“Me gustaría que, en el futuro, El Confital sea como un gran parque natural, donde surja la vida y la naturaleza. Que la vida natural siga fluyendo sin ningún obstáculo humano. Lucharía con todas mis fuerzas por ello”. Quien pronuncia estas palabras es Ofelia Santana Marrero, isletera de pura cepa y amante como nadie de este privilegiado espacio.
Ofelia y su familia fueron de aquellos isleteros que supieron disfrutar de este rincón de la ciudad cuando sólo algunos sabían de su belleza. Allá, en la década de los 50, sus padres -junto a sus tíos- poseyeron algunas de las curiosas y bonitas casetas, casi “bungaloes”, que usaban muchas familias para pasar los veranos sobre el jable confitalero.
“Nuestra caseta era de lujo, tenía un bonito baño, cocina, un saloncito, terraza dando al mar, literas para dormir con cortinas cretonas”, recuerda Ofelia. Todos nos conocíamos, éramos como un gran familia que muchas noches de agosto nos reuníamos a la luz de una hoguera para comer un buen caldo de pescado, elaborado con lo “cogido” horas antes.
Mi padre tenía, por aquel entonces, una barquita y algunas nasas, sacaba barreños llenos de fulas, panchonas y sargos. Más tarde, por la noche, iban a coger cangrejos blancos con los mechones. Recuerdo como se veían la luces “andar” por encima de las grandes losetas de rocas, yo los esperaba a la vuelta para ver la enorme cantidad de cangrejos que traían.

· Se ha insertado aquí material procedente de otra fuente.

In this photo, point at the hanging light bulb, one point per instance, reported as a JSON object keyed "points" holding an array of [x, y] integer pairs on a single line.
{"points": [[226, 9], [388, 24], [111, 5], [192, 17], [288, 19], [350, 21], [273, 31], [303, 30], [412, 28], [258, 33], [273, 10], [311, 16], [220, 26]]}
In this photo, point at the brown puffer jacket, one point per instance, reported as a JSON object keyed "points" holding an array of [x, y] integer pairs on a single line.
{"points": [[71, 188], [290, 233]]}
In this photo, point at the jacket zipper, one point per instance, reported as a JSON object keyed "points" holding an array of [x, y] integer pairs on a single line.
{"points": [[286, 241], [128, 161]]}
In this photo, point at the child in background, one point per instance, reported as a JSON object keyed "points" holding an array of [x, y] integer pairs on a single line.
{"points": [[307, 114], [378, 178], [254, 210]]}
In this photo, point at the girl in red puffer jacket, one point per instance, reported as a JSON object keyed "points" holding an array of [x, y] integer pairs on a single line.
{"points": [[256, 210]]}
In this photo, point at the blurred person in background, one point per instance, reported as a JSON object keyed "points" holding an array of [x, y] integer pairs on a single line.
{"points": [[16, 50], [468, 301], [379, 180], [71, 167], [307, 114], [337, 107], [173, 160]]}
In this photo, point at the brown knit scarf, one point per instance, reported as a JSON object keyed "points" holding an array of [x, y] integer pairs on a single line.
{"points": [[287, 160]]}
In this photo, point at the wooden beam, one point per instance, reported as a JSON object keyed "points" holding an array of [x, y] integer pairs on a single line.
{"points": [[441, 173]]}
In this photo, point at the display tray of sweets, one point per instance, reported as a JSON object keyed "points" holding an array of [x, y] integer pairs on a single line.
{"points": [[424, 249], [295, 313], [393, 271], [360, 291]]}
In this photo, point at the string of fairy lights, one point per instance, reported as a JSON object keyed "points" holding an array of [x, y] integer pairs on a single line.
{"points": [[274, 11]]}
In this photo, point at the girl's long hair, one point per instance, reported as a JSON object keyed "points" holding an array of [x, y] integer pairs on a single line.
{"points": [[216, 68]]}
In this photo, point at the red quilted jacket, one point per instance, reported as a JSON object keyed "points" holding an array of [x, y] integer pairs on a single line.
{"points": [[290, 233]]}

Toda la pesca acababa en el caldero o en la “cantina” que mis hermanas poseían varios metros más allá, y, en la cual, muchas tardes, al caer el sol, se formaban unos buenos tenderetes. Era famosa la gallegada de pescado que mi hermana mayor cocinaba, venían a comer gentes de todos lados; artistas, futbolistas, gente bien de Las Palmas. Parece que fue ayer. Veo a Nanino Díaz Cutillas, con aquel cuerpazo y aquel bañadorcito, a Germán, Tonono; muchos futbolistas de aquella época probaron los platos elaborados con lo que mariscábamos y pescábamos sólo minutos antes”.
A Ofelia se le ha quedado en la memoria una tarde que, de repente, se puso el cielo negro y la mar comenzó a rugir. La lluvia tormentosa hizo que empezaran a correr las barranqueras montaña abajo, fue un buen susto: “Nos tuvieron que sacar a todos en camiones. Las casetas y muebles acabaron destrozados”.
Pasaron los años, Ofelia y su gente disfrutaron cuanto pudieron, allí se hicieron “grandes”, correteando entre lapas, cangrejos, y pulpos.
Más tarde, llegó la droga y la marginación, las buenas familias se tuvieron que marchar y abandonar su rinconcito. Algunos aguantaron, pero ya no era lo mismo.
Después de algunas décadas “oscuras”, hoy El Confital vuelve a florecer libre y natural. “Tienes que ir a verlo, está todo verde, están saliendo como unas campanitas violetas. Está surgiendo naturaleza”, dice excitada Ofelia. “Voy casi todos los días a caminar. Oigo el mar cuando choca con los callaos, cuando entra en el Bañadero. ¡Qué recuerdos! Aquí, en el Bañadero, por aquel entonces, los pescadores vendían sus capturas. Estaban vivos, fresquísimos. Si la memoria no me falla, era a 30 pesetas el kilo”.
“Fue una maravillosa adolescencia y juventud, aquellos días confitaleros nunca los olvidaré, forman parte de mí”.